La clause bénéficiaire d’un contrat d’assurance-vie supplante la répartition des fonds prévus dans un testament, a jugé la Cour de cassation dans un récent arrêt.
Les volontés mentionnées dans la clause bénéficiaire d'un contrat d’assurance-vie l’emportent sur celles inscrites dans un testament. C’est ce qu’a réaffirmé la première chambre civile de la Cour de cassation dans un arrêt rendu le 3 avril 2019. La plus haute instance de la justice française avait à traiter le cas d’un monsieur qui avait rédigé un testament devant notaire dans lequel il spécifiait qu’il léguait l’usufruit (la jouissance) de ses deux assurances vie à son épouse et la nue-propriété à parts égales entre ses cinq filles.
Huit ans plus tard, le même monsieur a indiqué dans les clauses bénéficiaires de ses deux contrats que les fonds devaient finalement revenir à son décès à sa femme et, si celle-ci mourait prématurément, à trois de ses filles. Comme il était prévu, les capitaux sont versés à la veuve lorsque le souscripteur décède. Une des deux filles non désignées dans les clauses assigne alors en justice sa mère, ses trois sœurs bénéficiaires et l’assureur vie au motif que les clauses bénéficiaires ne respectaient pas les volontés du testament authentique de son père.
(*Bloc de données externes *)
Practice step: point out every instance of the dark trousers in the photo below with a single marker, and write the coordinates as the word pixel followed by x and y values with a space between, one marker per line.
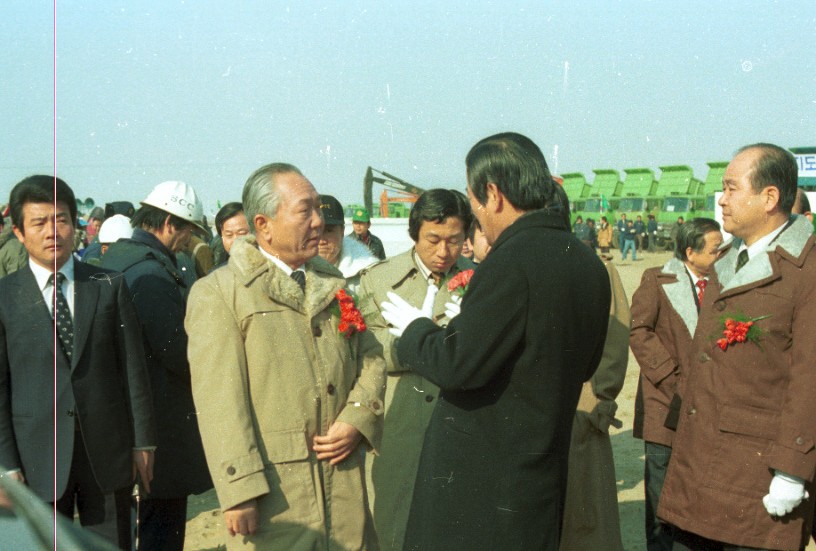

Texte spécial contre texte général
Le tribunal rejette sa demande car les dernières volontés du défunt ont été clairement exprimées dans les deux clauses bénéficiaires et qu’il fallait les respecter. La fille fait appel de la décision. La cour d’appel de Bordeaux confirme le jugement du tribunal le 20 février 2018. La fille se pourvoit en cassation en s’appuyant sur deux arguments : l’article 1035 du Code civil prévoit qu’un testament ne peut être révoqué que par un testament postérieur (ou un autre acte devant notaire) et l’adage juridique « specialia generalibus derogant », selon lequel un texte spécial dérogeant au texte général ne peut pas s’appliquer, n’a pas été respecté.
La Cour de cassation retoque les deux points. Les hauts-magistrats ont rappelé que le Code des assurances instaure la possibilité donnée à un souscripteur d’une assurance vie de désigner, via la clause bénéficiaire, la ou les personnes de son choix qui percevront les capitaux à son décès. La Cour en profite pour préciser que, tant que les bénéficiaires n’ont pas accepté le bénéfice, le souscripteur peut modifier le contenu de la clause quand il le veut et autant de fois qu’il le souhaite.
Pas de parallélisme à respecter
Quant à l'adage « specialia generalibus derogant », ils’applique uniquement pour des règles de même nature, souligne la Cour de cassation. Or, ce n’est pas le cas entre les dispositions testamentaires et celles de l’assurance vie. Aux yeux de la Haute juridiction, le texte spécial peut très bien supplanter le texte général. Pour elle, il n’est pas « nécessaire de respecter un parallélisme des formes entre la voie choisie pour la désignation initiale (des volontés, NDLR) et celle retenue pour la modification ».